It’s official, it’s not happening! After facing more delays in getting approval from courts and telecom authorities, Reliance Communications (RCom) merger with Aircel has collapsed.
Touted as one of the largest ever consolidation deal in Indian telecom sector, RCom and Aircel had signed binding agreements in September 2016 for the merger of RCom’s mobile businesses with Aircel. But with Supreme Court still looking up a 2005 case on Aircel’s acquisition by Maxis, Department of Telecom (DoT) denied permission for the merger. Even creditors including Ericsson, Indus Towers and China Development Bank strongly objected the merger at the National Corporate Law Tribunal (NCLT).
“The unprecedented competitive intensity in the Indian telecom sector, together with fresh policy directives adversely impacting bank financing for this sector, have also seriously affected industry dynamics. As a result of the various factors aforesaid, the merger agreement has lapsed. The Board approved the same” said RCom in a statement.
What’s next for RCom?
RCom’s earlier merger with Shyam Sistema is expected to be completed this month. The addition of Shyam Sistema spectrum holding in the 800-850 megahertz (MHz) band would strengthen RCom’s portfolio by 30 Mhz. This will also extend operators spectrum validity period in eight important circles in the country till 2033.

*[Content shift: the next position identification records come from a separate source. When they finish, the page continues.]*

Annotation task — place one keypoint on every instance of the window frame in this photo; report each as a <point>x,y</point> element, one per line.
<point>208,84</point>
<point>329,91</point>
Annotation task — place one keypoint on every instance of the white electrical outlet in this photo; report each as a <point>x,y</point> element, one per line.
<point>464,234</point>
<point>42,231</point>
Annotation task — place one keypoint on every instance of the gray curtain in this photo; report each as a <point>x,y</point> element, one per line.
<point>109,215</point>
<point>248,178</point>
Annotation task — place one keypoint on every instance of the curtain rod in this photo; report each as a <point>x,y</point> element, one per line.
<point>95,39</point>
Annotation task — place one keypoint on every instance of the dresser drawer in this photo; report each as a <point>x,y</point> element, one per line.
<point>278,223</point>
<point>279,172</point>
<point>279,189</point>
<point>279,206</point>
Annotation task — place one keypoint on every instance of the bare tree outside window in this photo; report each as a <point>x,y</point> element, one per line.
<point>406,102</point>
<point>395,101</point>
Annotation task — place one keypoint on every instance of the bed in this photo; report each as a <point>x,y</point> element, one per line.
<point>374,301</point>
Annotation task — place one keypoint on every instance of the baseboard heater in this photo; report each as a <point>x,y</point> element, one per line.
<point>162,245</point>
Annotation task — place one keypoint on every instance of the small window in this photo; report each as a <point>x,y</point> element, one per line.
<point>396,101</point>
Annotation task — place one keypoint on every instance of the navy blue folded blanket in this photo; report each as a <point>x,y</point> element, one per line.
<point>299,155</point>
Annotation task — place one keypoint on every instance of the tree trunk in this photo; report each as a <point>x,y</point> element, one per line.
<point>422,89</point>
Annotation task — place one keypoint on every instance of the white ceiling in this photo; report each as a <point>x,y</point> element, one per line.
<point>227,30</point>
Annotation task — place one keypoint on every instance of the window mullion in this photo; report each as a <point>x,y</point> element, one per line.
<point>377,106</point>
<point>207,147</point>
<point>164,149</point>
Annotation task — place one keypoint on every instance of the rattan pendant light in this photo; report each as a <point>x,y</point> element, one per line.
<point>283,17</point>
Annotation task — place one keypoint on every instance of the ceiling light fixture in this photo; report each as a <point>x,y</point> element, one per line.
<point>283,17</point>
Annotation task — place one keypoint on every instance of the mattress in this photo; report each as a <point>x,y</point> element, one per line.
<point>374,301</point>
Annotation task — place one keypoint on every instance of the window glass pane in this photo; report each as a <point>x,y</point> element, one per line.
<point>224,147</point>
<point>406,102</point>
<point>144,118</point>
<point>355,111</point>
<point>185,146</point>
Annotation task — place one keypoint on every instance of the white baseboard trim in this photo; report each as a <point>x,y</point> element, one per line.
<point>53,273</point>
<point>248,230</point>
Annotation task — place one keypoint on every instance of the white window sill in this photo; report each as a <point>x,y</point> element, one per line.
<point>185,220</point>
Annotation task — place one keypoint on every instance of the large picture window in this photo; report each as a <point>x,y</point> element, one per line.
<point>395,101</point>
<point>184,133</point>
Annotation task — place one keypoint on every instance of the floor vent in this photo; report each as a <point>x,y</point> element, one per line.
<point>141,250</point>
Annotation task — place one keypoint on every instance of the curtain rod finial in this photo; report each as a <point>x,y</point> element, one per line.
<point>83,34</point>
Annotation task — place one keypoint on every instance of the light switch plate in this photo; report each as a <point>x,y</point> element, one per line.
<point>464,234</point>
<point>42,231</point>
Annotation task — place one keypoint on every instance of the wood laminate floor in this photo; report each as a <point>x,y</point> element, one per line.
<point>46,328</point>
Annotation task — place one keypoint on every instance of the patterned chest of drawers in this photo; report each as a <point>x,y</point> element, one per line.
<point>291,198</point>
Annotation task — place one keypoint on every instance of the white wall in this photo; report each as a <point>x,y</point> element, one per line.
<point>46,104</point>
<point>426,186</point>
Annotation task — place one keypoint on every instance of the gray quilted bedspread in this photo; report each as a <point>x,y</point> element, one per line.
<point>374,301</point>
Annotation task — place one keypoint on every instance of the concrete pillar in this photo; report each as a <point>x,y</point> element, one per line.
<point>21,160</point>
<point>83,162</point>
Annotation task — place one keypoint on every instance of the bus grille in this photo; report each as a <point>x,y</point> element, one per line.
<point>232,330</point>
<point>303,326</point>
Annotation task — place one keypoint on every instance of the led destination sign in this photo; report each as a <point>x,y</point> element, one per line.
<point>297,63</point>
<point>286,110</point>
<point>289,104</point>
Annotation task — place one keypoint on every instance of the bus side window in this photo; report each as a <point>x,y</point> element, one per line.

The board of directors has decided that RCom would evaluate an alternate plan for its mobile business. That’s by further optimising its spectrum portfolio. RCom already has spectrum across the 800 Mhz, 900 Mhz, 1,800 Mhz and 2,100 Mhz spectrum bands, aggregating 200 Mhz. The company will evaluate opportunities for monetization of the same through trading and sharing arrangements. The company is also looking to adopt a 4G-focused mobile strategy.
“RCom already has the unique advantage of capital light access to India’s most extensive world-class nationwide 4G mobile network through spectrum sharing and ICR Agreements with Reliance Jio,” said RCom in a statement.
Further, to strengthen its financials and reduce debts, RCom would also sell real estate worth Rs 10,000 crore. As on March 2017, the telecom operator’s loan were more than Rs 45,733 crore. It has signed a deal with Indian banks, where the lenders had agreed to convert part of their loans into equity.
What’s next for Aircel?
Aircel is looking to start an independent debt restructuring programme (SDR), as it has a debt of over Rs 20,000 crore.
The operator plans what Telenor couldn’t achieve, a smaller but profitable operation as a niche player in a limited number of telecom circles. The operator’s South Indian operations and some telecom circles in North are already generating profit at an operating level.